The IP High Court maintains a website that contains English-language translations of some Japanese IP cases (not just cases decided by the High Court itself).  If and when the Imation judgment becomes available in English translation, I'll let readers know.

1 comment:

  1. Thank you for your postings. I truly enjoy the opportunity to comment.

    I have an issue with precluding a patent holder from seeking an injunction, simply because of their status. I believe a patent holder (regardless of licensing assurance) has the right to seek an injunction by pursuing a court action. For a patent is simply the right to exclude and without that right to exclude you have nothing more than a paper tiger. The judge will act as a gatekeeper under the eBay factors (in the US) and allow or deny the request. This is not something that is subject to unilateral abuse. It is not in the public interest to grant an injunction to someone who hasn't bargained in good faith.

    Additionally, under the Noerr Pennington doctrine, I, as a plaintiff, have the right under the First Amendment to seek redress. So if I go to court seeking an injunction, and the judge does not issue one, I also have the right to be wrong -- the right to err is implicit with the right to petition the government. As we saw in the ECJ decision, if the patent holder and licensee follow certain steps, then the patent holder can seek an injunction without it rising to the level of abuse under anti-competition. But what determines whether a licensee is willing? If you notice in the ECJ case, Huawei sued ZTE after only 6 months of failed negotiations. Recently we saw the Apple/Ericsson dispute that involved 2 years of failed negotiations, but that has been put to bed. Is it 6 months? Is it 2 years? That 4x delta can make or break companies.

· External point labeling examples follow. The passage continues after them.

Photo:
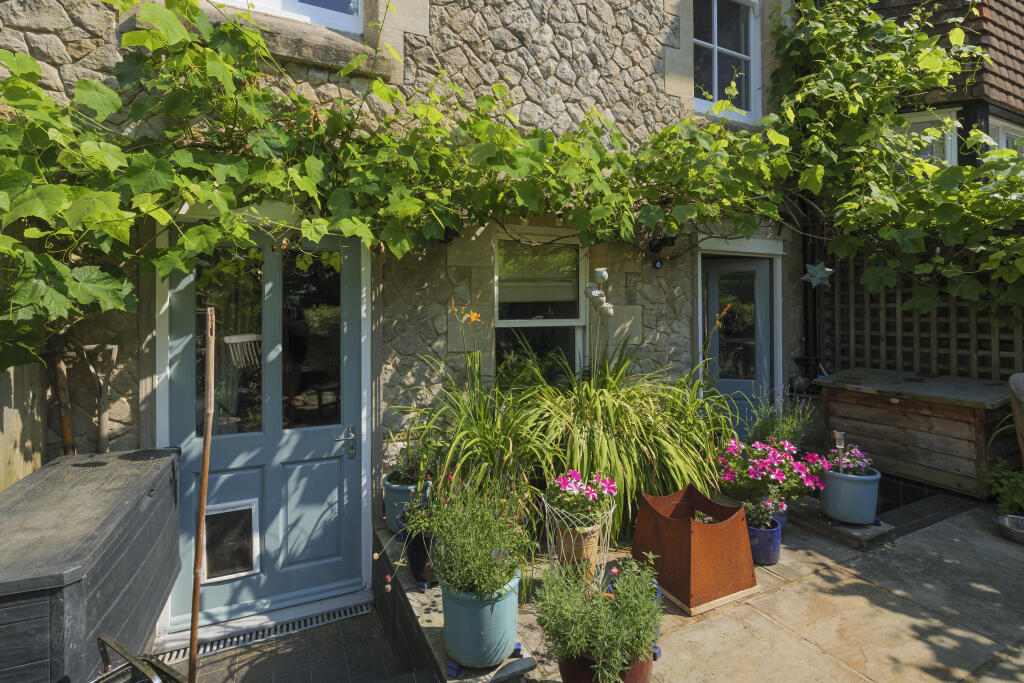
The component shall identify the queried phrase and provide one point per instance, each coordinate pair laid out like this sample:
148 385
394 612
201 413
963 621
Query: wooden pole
204 479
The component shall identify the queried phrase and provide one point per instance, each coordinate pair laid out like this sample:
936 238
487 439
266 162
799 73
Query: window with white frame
340 14
231 541
726 44
1006 134
539 294
944 147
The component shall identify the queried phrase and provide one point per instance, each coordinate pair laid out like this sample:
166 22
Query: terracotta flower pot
580 670
578 546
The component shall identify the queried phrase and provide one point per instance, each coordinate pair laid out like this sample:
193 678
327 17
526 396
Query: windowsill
308 43
702 108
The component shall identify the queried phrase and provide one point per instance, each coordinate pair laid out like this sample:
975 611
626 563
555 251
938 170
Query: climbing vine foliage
200 144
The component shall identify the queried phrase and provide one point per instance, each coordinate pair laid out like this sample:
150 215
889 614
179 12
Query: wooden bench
935 430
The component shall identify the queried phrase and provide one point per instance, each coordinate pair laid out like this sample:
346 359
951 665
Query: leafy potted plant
478 553
597 634
764 529
758 472
1009 488
851 484
578 512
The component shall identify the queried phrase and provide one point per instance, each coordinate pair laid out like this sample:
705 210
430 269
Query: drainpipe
811 331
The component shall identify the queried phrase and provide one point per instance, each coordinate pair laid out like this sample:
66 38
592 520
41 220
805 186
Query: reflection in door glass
310 338
736 345
231 282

    Further, by subjecting a patent holder to anti-competition damages when it seeks injunctive relief will have a chilling effect on innovation. How would you balance the treble damages from a anti-competition claim with the treble damages of a willful infringement claim? Because, let's be honest, patent assurances are known at SDOs like ETSI and a device manufacturer is on actual notice of issued (and even pending) patents that read on the technology. Shouldn't willfulness be involved?

    In the Imation case, One-Blue had the "right to seek an injunctive relief." This is a basic tenant of patent law -- the right to exclude. By dismissing this basic tenant, you inherently choose the side of implementers and shift to weaken patents. Courts, Agencies, etc., should not be in the business of picking sides.

    While I have not reviewed all of your writings (you are prolific), I am curious about your view regarding why you believe patent holders of FRAND assured essential patents are precluded from seeking injunctive relief. Maybe if you could highlight one or two that I may review to better understand your perspective?

    Thank you again for your writings on FRAND-assured Essential Patents.